Un discorso che ha dato occasione a Francesco anche di delineare la figura di coloro che sono indicati per divenire vescovi. Parlando di uno dei "punti importanti" del servizio dei nunzi, infatti, Francesco ha detto che nel "realizzare l'indagine per le nomine episcopali siate attenti che i candidati siano Pastori vicini alla gente, padri e fratelli, siano miti, pazienti e misericordiosi; amino la povertà, interiore come libertà per il Signore e anche esteriore come semplicità e austerità di vita, che non abbiano una psicologia da 'Principi'. Siate attenti che non siano ambiziosi, che non ricerchino l'episcopato - volentes nolumus - e che siano sposi di una Chiesa, senza essere in costante ricerca di un'altra. Siano capaci di 'sorvegliare'" il gregge che sarà loro affidato, di avere cioè cura per tutto ciò che lo mantiene unito; di 'vigilare' su di esso, di avere attenzione per i pericoli che lo minacciano; ma soprattutto siano capaci di 'vegliare' per il gregge, di fare la veglia, di curare la speranza, che ci sia sole e luce nei cuori, di sostenere con amore e con pazienza i disegni che Dio attua nel suo popolo".

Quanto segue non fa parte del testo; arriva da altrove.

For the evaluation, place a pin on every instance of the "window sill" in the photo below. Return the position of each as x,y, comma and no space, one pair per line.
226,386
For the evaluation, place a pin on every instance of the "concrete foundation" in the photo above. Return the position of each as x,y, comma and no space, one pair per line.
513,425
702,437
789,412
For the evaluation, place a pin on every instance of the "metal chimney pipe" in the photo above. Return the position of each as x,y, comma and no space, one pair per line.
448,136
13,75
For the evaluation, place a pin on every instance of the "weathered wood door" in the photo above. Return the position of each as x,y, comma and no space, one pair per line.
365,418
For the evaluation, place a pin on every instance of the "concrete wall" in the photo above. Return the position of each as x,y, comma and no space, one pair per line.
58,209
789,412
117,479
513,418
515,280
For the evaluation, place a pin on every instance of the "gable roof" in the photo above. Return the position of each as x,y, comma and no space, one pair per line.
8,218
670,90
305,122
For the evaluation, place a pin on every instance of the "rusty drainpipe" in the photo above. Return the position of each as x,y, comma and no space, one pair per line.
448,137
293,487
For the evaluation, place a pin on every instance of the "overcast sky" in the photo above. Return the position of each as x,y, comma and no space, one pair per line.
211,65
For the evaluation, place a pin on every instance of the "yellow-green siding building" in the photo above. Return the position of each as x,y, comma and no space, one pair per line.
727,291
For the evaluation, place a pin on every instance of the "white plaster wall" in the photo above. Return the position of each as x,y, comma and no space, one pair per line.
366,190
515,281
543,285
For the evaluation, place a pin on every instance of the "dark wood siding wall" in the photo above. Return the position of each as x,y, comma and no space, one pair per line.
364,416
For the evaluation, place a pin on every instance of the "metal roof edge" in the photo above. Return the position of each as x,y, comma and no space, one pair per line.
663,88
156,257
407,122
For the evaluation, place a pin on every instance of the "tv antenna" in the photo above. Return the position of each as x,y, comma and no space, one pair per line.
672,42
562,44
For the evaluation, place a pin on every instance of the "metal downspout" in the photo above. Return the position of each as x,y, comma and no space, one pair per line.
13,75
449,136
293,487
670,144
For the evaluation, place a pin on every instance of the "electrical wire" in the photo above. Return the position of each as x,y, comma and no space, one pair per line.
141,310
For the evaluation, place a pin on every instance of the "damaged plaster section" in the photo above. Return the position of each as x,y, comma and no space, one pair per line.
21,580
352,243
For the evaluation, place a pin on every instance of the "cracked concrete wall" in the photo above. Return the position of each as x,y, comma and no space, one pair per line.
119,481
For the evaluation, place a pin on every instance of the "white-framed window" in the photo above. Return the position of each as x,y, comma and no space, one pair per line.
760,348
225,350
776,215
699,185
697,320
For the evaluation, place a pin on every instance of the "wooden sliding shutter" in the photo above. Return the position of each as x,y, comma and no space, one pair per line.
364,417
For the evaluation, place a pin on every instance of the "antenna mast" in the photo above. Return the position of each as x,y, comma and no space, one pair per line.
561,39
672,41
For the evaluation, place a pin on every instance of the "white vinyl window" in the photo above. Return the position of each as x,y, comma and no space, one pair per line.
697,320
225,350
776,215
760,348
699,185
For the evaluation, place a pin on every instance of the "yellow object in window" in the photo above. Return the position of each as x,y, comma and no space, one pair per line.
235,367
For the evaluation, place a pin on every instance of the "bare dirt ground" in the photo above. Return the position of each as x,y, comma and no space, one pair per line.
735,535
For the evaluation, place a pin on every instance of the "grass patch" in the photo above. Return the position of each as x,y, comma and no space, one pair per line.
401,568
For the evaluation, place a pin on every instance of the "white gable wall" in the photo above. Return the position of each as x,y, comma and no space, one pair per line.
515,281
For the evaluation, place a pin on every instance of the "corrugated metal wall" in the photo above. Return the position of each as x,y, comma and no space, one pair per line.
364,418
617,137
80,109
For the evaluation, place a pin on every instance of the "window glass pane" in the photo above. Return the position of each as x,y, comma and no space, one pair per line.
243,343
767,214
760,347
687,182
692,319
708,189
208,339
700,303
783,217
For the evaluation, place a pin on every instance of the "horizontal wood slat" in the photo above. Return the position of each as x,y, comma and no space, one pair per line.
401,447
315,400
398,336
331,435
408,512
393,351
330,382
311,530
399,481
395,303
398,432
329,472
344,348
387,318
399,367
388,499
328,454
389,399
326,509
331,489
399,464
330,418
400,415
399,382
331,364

Ma, al di là di tale compito, il Papa ha parlato soprattutto della vita del diplomativo pontificio, definito, pima di tutto, "un nomade" che, come Abramo, lascia tutto per seguire la strada indicatagli da Dio. "E questo comporta due elementi. Anzitutto la mortificazione, il sacrificio di spogliarsi di cose, di amici, di legami e iniziare sempre di nuovo. E questo non è facile; è vivere nel provvisorio, uscendo da se stessi, senza avere un luogo dove mettere radici, una comunità stabile, eppure amando la Chiesa e il Paese che siete chiamati a servire. Un secondo aspetto che comporta questo essere nomadi, sempre in cammino, è quello che ci viene descritto nel capitolo undicesimo della Lettera agli Ebrei. Elencando gli esempi di fede dei padri, l'autore afferma che essi videro i beni promessi e li salutarono da lontano, dichiarando di essere pellegrini su questa terra  E' un grande merito una vita così, una vita come la vostra, quando si vive con l'intensità dell'amore, con la memoria operante della prima chiamata"..

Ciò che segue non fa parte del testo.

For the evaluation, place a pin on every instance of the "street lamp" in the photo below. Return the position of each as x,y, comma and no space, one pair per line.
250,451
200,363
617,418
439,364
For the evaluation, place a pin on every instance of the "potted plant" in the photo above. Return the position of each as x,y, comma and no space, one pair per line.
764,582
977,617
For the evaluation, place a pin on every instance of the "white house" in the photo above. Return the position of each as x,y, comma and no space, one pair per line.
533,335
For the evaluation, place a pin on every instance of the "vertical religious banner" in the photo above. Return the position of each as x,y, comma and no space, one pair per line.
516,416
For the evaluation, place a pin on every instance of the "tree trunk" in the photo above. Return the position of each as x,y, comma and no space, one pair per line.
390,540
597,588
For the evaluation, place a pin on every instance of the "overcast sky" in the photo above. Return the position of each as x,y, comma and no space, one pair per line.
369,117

"I beni, le prospettive di questo mondo finiscono per deludere, spingono a non accontentarsi mai; il Signore è il bene che non delude. E questo esige un distacco da se stessi che si può raggiungere solo con un costante rapporto con il Signore e l'unificazione della vita attorno a Cristo. La familiarità con Gesù Cristo dev'essere l'alimento quotidiano del Rappresentante Pontificio, perché è l'alimento che nasce dalla memoria del primo incontro con Lui e perché costituisce anche l'espressione quotidiana di fedeltà alla sua chiamata. Familiarità con Gesù Cristo nella preghiera, nella Celebrazione eucaristica, nel servizio della carità".

"C'è sempre il pericolo, anche per gli uomini di Chiesa, di cedere a quella che io chiamo, riprendendo un'espressione di De Lubac, la "mondanità spirituale": cedere allo spirito del mondo, che conduce ad agire per la propria realizzazione e non per la gloria di Dio (cfr Meditazione sulla Chiesa, Milano 1979, p. 269), a quella sorta di "borghesia dello spirito e della vita" che spinge ad adagiarsi, a ricercare una vita comoda e tranquilla".

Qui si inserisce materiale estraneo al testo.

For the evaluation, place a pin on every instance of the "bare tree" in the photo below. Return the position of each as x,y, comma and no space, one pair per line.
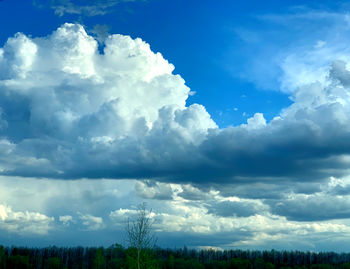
140,232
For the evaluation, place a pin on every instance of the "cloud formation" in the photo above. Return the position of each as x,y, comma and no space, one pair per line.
78,7
69,111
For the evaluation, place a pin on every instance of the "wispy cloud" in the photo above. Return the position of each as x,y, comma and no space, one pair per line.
85,8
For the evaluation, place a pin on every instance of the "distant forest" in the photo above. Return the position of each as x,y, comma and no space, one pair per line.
118,257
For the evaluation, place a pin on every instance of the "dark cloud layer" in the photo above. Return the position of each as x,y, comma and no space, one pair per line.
68,111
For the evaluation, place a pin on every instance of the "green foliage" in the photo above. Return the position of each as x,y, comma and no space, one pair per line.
99,260
53,263
18,262
148,259
345,265
238,263
2,258
321,266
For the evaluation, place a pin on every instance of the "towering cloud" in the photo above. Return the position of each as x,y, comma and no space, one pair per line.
69,110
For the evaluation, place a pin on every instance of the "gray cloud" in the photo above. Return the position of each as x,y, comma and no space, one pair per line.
69,111
312,208
81,7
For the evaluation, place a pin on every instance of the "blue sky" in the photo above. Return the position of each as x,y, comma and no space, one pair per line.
230,119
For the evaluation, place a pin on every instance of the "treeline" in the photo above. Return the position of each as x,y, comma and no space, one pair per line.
118,257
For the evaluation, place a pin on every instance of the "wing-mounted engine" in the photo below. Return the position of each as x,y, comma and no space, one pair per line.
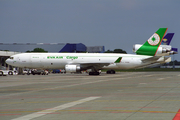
145,50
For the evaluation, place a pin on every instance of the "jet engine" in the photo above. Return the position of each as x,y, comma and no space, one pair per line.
147,51
72,68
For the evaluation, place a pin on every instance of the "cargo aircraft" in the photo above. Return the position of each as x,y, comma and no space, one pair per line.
148,53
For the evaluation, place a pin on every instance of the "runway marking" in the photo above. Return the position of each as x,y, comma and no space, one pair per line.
160,78
177,116
142,83
52,110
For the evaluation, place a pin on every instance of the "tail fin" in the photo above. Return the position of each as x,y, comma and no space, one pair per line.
151,46
167,39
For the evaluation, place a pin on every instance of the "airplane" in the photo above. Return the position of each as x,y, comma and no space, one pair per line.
149,53
165,44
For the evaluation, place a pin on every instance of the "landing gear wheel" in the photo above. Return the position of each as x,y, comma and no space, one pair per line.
94,73
111,72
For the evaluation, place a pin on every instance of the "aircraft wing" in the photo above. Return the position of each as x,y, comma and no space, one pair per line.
151,59
93,66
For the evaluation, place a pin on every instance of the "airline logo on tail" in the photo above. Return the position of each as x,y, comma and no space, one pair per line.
150,47
154,39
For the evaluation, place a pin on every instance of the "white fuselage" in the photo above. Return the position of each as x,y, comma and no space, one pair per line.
59,60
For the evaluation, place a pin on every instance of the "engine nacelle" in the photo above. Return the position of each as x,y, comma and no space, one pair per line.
148,50
72,68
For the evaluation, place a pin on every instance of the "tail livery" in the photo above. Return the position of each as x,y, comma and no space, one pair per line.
151,46
167,39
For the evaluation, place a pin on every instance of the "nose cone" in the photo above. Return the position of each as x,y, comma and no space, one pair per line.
9,61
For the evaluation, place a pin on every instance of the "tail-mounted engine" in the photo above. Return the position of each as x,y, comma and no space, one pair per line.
147,50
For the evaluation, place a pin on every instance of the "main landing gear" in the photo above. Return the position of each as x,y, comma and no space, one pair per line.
94,73
111,72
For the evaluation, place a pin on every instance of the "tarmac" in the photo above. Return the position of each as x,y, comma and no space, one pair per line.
120,96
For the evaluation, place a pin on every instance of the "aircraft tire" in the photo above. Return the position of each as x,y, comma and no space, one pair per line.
10,73
111,72
94,73
1,73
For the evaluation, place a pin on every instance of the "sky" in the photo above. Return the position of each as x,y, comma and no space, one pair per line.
115,24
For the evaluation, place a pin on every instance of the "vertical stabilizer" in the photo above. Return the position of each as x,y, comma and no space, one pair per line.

"Siamo Pastori! E questo non lo dobbiamo dimenticare mai! Voi, cari Rappresentanti Pontifici, siete presenza di Cristo, siete presenza sacerdotale, di Pastori. Certo, non insegnerete ad una porzione particolare del Popolo di Dio che vi è stata affidata, non sarete a guida di una Chiesa locale, ma siete Pastori che servono la Chiesa, con ruolo di incoraggiare, di essere ministri di comunione, e anche con il compito, non sempre facile, di richiamare. Fate sempre tutto con profondo amore! Anche nei rapporti con le Autorità civili e i Colleghi voi siete Pastori: ricercate sempre il bene, il bene di tutti, il bene della Chiesa e di ogni persona".